声が出にくい時点で気づいていた。美月が作り出した結界以外にこの特異点が、私を偽物だと決めたんだ。偽物の私は排除するべきだと時代修復の中に私…仁志美月までが入ってしまったのだ。

そして目の前で高らかと笑う、仁志美月が本物という事でこの時代の修復はあと残り僅かで終えるだろう。

もう一つ気づいたのは、ギルガメッシュが攻撃しても傷を負わなかった事。そして私が背中を打ち付けた際に、彼女も隠したつもりだが咳き込んだ事。間違っていなければ、私と彼女の繋がりを断つ方法は一つしかない。

「ま、しゅ…ごめん」

「いえ、先輩が悪いんじゃないんです。初めの時点で気づけない私が未熟者で…普段から先輩を見慣れているはずなのに…!」

マシュは涙を流しては拭って、エネミーに突っ込んで行く。

「湿っぽいのは、偽物の己を蹴散らしてからにせよ!」

いついかなる時も冷静なギルガメッシュでさえ、戦いに少し荒っぽさが見える。

目の前に対峙する偽物の自分と未だに鏡から溢れる出る敵と戦う二人を前に、彼女は一人どうして良いのか分からず床に座り込んだまま見ている事しか出来ずに居た。

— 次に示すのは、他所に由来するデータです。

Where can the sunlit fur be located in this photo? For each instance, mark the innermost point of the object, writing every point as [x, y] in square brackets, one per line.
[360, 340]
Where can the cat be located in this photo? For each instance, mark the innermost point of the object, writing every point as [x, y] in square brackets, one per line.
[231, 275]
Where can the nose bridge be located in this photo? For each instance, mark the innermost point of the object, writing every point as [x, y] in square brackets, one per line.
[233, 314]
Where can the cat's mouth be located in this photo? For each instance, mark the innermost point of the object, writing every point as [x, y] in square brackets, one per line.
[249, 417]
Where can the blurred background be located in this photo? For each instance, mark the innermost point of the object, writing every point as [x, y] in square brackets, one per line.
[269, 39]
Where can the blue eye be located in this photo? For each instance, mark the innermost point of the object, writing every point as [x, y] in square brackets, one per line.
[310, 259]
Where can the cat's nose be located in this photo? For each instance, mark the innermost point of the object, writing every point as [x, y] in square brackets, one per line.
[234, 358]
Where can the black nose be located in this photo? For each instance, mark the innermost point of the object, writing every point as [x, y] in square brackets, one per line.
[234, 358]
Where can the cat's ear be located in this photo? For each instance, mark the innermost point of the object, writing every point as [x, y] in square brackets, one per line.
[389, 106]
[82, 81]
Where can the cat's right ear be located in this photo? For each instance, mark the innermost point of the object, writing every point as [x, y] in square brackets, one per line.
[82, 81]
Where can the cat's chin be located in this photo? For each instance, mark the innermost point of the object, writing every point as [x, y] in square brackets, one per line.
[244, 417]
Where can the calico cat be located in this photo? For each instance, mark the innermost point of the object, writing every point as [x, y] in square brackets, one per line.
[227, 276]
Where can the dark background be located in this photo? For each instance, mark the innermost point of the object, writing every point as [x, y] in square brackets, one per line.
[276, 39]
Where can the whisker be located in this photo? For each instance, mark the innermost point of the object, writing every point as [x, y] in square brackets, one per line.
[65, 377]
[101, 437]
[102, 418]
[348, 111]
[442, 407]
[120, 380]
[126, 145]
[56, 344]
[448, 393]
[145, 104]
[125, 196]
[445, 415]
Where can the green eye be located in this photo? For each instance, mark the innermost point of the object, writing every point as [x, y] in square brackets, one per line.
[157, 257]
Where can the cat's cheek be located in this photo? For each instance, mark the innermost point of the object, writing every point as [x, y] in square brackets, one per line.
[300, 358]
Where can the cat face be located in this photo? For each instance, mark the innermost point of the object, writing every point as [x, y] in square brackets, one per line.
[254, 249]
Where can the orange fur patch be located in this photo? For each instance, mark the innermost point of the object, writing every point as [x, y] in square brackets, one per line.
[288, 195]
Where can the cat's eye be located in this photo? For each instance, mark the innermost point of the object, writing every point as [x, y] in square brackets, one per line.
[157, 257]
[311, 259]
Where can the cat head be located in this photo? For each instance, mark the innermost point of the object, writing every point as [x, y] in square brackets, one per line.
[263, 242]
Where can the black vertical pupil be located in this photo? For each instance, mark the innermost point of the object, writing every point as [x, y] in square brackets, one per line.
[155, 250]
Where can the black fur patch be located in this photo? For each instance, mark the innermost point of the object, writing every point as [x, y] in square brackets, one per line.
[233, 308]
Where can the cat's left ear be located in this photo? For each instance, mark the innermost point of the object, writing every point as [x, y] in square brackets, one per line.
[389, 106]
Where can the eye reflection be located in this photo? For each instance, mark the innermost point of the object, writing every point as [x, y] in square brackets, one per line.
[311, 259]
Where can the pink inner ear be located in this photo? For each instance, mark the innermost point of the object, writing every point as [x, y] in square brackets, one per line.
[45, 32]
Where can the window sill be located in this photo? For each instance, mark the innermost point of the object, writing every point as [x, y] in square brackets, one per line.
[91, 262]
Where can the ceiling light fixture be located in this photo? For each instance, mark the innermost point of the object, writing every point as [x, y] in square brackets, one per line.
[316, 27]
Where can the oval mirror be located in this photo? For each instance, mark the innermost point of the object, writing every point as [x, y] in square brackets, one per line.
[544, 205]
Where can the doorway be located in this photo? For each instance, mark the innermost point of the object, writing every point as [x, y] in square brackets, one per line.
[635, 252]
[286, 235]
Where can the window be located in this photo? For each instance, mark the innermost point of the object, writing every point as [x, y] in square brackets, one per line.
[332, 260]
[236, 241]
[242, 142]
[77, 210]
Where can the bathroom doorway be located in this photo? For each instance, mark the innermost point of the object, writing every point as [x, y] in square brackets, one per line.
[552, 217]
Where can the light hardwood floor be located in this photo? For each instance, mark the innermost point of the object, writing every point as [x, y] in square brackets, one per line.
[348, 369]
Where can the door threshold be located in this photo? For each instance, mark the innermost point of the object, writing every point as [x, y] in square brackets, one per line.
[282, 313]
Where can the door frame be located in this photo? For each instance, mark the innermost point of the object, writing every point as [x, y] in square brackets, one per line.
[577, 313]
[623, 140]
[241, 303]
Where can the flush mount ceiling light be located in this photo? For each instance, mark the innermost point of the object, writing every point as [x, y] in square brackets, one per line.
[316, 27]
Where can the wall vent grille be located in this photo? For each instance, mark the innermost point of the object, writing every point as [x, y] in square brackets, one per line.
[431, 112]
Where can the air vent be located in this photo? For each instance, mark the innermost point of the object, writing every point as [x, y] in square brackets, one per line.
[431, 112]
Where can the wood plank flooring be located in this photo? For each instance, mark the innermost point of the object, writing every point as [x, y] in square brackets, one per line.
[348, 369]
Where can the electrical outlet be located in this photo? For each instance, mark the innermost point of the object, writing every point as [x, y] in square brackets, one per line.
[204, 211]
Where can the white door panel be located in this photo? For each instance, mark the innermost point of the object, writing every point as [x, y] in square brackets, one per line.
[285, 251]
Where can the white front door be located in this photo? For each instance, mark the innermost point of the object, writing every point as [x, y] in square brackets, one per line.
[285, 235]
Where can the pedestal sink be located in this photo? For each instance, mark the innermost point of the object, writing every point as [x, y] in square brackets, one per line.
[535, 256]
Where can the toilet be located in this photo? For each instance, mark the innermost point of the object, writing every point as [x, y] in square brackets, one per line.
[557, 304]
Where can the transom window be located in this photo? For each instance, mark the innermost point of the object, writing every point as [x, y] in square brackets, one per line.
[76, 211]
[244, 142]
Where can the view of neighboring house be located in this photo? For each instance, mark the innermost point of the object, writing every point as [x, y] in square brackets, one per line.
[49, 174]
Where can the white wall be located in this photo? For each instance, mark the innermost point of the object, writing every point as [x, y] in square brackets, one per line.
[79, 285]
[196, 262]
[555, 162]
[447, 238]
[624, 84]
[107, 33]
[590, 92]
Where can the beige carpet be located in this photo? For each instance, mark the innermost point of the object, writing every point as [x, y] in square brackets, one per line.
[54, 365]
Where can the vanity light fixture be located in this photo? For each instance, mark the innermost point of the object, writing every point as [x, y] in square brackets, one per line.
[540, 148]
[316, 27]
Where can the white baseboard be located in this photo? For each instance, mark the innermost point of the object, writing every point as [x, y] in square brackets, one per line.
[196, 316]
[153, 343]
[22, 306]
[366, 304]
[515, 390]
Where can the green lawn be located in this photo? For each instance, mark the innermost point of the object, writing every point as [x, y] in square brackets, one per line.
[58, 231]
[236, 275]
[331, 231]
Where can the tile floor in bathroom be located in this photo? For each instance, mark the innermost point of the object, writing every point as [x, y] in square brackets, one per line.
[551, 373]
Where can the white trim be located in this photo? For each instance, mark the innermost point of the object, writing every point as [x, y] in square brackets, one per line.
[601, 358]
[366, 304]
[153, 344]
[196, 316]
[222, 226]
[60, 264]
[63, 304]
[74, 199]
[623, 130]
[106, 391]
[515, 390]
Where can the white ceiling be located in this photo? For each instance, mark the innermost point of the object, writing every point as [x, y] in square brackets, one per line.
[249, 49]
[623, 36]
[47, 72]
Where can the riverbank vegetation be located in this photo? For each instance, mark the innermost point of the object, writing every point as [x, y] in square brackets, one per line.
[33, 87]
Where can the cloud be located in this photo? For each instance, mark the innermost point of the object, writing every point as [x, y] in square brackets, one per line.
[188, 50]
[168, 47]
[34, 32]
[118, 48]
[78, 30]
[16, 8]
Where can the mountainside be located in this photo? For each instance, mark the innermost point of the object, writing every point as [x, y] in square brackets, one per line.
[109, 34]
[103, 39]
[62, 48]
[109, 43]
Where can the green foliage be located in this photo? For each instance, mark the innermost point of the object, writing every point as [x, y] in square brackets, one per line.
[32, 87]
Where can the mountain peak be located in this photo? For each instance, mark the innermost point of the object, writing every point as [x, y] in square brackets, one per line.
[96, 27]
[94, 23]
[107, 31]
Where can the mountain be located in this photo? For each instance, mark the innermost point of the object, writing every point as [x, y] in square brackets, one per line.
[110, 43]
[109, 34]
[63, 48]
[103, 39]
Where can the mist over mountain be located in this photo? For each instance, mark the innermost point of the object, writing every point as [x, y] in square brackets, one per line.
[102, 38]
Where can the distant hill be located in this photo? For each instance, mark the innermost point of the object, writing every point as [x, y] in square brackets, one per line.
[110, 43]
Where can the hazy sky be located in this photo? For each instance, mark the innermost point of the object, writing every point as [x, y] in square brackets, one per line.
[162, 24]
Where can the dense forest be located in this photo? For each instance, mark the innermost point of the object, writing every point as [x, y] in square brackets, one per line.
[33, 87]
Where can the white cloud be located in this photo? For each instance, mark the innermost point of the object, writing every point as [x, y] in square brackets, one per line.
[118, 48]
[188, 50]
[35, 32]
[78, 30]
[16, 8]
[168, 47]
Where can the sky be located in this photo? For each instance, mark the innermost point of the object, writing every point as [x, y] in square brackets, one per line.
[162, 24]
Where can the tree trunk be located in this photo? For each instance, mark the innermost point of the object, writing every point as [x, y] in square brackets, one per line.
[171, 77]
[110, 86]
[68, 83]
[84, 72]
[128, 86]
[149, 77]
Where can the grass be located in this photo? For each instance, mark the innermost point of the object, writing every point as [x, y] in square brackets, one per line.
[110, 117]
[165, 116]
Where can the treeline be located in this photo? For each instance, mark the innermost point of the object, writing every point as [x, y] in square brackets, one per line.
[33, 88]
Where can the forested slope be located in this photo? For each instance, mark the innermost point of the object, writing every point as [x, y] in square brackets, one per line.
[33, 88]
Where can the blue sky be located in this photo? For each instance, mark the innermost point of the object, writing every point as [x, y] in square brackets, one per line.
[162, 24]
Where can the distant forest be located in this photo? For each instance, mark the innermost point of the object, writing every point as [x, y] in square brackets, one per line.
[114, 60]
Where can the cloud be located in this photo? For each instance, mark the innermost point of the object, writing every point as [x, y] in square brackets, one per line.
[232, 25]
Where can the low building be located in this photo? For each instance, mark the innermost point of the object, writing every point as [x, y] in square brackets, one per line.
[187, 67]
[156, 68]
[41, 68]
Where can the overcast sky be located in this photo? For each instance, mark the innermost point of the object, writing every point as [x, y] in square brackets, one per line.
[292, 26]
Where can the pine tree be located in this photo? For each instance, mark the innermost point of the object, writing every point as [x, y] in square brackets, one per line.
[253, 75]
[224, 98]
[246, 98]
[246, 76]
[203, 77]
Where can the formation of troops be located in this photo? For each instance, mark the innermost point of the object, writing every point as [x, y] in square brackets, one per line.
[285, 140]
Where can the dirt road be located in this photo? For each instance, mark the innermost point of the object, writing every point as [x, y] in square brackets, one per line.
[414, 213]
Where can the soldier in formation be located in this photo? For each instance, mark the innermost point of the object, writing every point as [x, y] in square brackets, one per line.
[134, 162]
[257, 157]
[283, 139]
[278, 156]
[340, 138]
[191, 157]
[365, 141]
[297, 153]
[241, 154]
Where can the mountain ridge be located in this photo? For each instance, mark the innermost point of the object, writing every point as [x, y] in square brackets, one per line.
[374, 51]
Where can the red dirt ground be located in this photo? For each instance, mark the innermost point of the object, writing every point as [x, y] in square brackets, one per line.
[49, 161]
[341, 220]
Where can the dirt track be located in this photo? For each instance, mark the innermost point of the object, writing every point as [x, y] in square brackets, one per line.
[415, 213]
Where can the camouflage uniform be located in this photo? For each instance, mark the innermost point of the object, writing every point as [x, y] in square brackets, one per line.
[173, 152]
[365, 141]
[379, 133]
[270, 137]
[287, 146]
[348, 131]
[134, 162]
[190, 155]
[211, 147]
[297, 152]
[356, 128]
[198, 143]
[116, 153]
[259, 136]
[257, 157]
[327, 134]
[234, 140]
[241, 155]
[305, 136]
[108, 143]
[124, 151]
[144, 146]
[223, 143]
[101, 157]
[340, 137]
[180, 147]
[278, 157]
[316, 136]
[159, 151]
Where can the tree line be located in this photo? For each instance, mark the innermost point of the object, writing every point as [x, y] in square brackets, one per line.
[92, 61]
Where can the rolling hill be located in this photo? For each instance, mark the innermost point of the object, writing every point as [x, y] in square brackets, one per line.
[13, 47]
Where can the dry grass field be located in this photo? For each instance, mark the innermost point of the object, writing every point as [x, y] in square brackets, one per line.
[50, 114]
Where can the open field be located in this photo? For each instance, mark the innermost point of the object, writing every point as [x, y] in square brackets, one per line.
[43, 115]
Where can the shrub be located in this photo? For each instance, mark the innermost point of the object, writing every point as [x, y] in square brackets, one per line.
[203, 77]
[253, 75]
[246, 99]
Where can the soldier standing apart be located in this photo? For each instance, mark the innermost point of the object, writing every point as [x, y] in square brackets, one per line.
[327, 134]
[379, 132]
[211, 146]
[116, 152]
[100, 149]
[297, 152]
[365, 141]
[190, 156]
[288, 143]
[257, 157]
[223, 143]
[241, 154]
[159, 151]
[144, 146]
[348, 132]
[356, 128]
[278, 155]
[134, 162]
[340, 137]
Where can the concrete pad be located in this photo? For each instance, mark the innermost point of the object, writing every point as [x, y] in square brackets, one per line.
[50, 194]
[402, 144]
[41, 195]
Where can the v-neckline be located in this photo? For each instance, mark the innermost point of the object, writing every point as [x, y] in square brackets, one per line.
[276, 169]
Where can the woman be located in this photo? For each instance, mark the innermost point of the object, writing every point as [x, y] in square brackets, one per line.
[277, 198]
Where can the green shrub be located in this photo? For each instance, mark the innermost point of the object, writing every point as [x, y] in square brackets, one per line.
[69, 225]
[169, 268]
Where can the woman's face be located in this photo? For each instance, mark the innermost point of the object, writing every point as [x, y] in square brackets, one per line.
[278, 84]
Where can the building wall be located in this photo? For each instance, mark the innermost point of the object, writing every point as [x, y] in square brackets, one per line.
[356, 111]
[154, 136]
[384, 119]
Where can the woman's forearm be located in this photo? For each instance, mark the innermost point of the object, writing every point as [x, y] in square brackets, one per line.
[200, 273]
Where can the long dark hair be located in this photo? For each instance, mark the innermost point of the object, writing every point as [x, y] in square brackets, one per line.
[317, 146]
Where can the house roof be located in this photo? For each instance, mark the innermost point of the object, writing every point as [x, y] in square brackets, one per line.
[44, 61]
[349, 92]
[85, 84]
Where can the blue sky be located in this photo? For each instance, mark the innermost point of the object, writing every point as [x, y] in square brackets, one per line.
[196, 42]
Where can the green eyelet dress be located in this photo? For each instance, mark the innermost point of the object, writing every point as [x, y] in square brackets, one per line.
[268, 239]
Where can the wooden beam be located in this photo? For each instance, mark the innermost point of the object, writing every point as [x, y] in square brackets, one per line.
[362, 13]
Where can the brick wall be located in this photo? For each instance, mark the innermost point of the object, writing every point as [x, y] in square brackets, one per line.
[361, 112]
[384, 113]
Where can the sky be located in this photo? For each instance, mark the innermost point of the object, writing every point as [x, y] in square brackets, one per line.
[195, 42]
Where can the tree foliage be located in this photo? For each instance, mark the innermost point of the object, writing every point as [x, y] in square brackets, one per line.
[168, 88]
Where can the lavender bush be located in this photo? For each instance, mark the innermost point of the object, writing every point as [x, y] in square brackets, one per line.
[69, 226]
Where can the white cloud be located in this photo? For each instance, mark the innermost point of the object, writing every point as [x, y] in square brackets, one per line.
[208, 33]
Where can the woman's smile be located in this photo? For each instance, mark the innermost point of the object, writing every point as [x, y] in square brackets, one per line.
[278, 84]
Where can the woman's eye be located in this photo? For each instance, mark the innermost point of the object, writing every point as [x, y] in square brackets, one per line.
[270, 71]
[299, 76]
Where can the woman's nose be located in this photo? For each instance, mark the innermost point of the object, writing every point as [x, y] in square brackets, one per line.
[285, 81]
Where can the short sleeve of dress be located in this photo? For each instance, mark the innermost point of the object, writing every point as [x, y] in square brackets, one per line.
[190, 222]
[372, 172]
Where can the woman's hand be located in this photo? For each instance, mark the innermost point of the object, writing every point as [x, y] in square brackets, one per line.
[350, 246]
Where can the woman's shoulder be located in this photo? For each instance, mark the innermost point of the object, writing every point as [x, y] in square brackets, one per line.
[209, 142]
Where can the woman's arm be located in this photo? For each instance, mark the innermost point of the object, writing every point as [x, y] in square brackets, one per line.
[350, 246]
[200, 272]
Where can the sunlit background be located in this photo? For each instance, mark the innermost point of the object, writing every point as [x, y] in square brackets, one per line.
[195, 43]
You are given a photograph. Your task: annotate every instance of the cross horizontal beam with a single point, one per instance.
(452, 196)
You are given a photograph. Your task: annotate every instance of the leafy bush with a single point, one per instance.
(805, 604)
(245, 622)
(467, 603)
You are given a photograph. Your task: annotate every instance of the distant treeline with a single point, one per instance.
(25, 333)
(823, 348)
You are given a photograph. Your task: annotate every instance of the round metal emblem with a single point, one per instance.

鏡の世界…。私と彼女は鏡を通して繋がり、魂を喰い力を鏡から得ていた。そして鏡の欠片を全身に浴びた私に最終的に繋がりを求め、私は次々に魔力や記憶さえも彼女に全て奪われるというわけか…。

「おわらせなきゃ…」

視界が再びぼやけてきた。目を擦りしっかりと目を見開く、応戦する二人より少し下がり派手に割れた鏡の破片を手に取る。鏡は三角形になっており先は鋭く、持っている手に力を込めると血が滲み出てきた。

鏡の破片を手にした私を確認した美月が、血相を変えてマシュとギルガメッシュに目もくれずこちらに走ってくる。やっぱり―。

その様子に、いち早くギルガメッシュが気づき偽物のギルガメッシュを弾き飛ばし振り返る。

「やめ―」

その瞬間、思い切り鈍い音を立てて胸に鏡を突き刺した。それと同時に美月が耳を劈く程の悲鳴をあげた。

マシュも偽物のマシュを盾で押し飛ばし、彼女に駆け寄るギルガメッシュの後を追い、変わり果てたマスターの姿に小さく息を飲んだ。

「…っ先輩!!!」

胸から溢れんばかりに血が流れる、前のめりに倒れそうになった美月の身体を支えるギルガメッシュの手から腕から下にアスファルトの床に血が流れていく。

「つながり、を…断つしか、なくて…」

ごめん、と言いたいけど口を動かすのも疲れてきた。手を握ってくれているギルガメッシュの顔をよく見たいのに目を開けているのか綴じているのか分からない。

「マシュ…!しっかりせぬか、美月が作ってくれたチャンスであろう」

「―っ!」

ギルガメッシュの声に反応し、盾を再度持ち急に動かなくなった敵を掻き分け未だに狂い叫ぶ敵の元へと向かう。

胸を押さえて、よろめきながら立つ敵の胸から黒い闇が溢れていた。

「さようなら、先輩」

マシュはそう言い、盾で攻撃すると敵は闇の粒子となり宙へと消えた。それが消えると敵の主力が消えた事により、周りに居た敵も次々と消えていく。

すると遮断されていた通信が戻り、音声のみだがドクターの声が聞こえてきた。

「一体何があったんだ!?美月ちゃんに何があったって言うんだ…!」

「ドクター!聖杯は回収しました!可能であるのなら、今すぐ強制レイシフトしてください…!でないと、先輩が助かりません…!!!」

音声のみであるがドクターに向けて泣き叫ぶマシュに、映像を見る事は出来ないがバイタルチェックをしている管制室でも何かしらあったはずだ。